Provisioning Webhook Certificates

Traffic between the Kubernetes API server and admission webhook servers must be using HTTPS, so we will need to provision TLS certificates that will be served by execution-webhook.

In the YAML installation method, a Job is used to automatically provision a self-signed certificate (valid for 100 years), store it in a Secret, and patch the webhook configurations with the certificate's public key.

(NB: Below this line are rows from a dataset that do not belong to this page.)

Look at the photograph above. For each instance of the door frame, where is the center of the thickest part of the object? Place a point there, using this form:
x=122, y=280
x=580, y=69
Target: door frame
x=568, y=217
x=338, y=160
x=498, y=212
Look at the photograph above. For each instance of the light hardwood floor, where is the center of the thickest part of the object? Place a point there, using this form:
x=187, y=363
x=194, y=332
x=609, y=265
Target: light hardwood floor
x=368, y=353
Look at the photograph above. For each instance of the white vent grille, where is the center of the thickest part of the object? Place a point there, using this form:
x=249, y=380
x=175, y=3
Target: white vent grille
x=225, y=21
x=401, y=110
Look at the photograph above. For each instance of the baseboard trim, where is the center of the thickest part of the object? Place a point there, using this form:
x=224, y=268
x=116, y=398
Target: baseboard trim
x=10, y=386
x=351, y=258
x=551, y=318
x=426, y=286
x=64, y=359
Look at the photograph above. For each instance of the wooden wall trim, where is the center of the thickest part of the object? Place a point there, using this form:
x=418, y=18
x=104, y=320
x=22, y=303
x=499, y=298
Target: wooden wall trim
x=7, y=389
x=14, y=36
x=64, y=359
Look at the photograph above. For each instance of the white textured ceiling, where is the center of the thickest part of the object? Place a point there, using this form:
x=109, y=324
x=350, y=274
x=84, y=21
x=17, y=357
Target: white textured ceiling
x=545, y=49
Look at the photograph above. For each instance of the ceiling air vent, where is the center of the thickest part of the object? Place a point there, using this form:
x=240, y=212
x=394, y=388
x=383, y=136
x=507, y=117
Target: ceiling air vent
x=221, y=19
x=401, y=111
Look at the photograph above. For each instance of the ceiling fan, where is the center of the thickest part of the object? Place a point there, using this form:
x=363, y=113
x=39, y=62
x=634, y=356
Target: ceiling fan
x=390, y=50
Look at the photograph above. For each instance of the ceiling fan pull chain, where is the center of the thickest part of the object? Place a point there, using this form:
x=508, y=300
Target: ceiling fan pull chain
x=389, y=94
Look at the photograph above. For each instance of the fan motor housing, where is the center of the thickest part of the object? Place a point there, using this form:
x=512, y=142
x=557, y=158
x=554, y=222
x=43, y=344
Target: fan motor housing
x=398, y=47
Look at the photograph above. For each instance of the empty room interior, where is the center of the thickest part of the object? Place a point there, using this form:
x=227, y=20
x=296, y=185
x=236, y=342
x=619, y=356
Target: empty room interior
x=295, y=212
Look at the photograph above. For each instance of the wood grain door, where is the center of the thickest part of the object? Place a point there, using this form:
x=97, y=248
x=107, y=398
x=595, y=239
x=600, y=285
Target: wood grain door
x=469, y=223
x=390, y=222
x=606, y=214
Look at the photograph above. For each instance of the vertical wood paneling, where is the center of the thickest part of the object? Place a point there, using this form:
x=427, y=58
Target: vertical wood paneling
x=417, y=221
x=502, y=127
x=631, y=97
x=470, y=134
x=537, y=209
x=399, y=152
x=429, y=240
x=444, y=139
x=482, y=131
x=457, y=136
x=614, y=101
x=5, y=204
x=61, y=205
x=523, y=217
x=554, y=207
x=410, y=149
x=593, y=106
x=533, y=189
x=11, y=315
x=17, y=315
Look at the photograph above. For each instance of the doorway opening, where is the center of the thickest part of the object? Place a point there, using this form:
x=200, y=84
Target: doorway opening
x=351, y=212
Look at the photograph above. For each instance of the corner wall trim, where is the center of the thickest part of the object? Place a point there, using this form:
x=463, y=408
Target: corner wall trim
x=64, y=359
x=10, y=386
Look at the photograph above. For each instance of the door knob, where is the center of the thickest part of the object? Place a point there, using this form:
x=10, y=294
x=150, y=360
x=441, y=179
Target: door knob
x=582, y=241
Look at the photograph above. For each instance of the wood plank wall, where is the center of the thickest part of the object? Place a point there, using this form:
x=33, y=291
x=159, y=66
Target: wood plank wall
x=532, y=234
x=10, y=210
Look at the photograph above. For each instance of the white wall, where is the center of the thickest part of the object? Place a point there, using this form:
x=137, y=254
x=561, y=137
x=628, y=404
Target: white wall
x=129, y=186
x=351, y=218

This functionality is provided by jet/kube-webhook-certgen, and is the recommended approach taken by Furiko since no external add-ons are required.

Alternative methods include using a static TLS certificate, or utilizing cluster add-ons such as cert-manager.

Setup Webhook Configuration

We can now create webhook configuration resources for execution-webhook. Both ValidatingWebhookConfiguration and MutatingWebhookConfiguration resources will need to be installed. Refer to the YAML for an example.

The webhook server expects to receive webhook requests at well-defined paths, that include the canonical name of the CustomResourceDefinition. For example, to validate a Job, the following path is used:

/validating/jobs.execution.furiko.io

On the other hand, to mutate a JobConfig, the following path is used:

/mutating/jobconfigs.execution.furiko.io

Refer to the official Kubernetes documentation on admission webhooks to manually configure the caBundle of the webhook configuration if needed.

Additional Setup

Prometheus Metrics

All components, including execution-controller and execution-webhook, expose Prometheus metrics that provide insight into the status of the service.

In the YAML installation method, kube-rbac-proxy is used as a sidecar to restrict access to the /metrics endpoint for enhanced security. An additional Service is also created to expose the metrics using ClusterIP.

More information on the setup can be found in the bootstrap configuration.

Customize Dynamic Configuration

Furiko also offers a dynamic configuration mechanism to configure components without requiring a restart. This is typically loaded from a ConfigMap, such that any changes to the configuration can take effect immediately.

More information can be found on the dynamic configuration section of the documentation.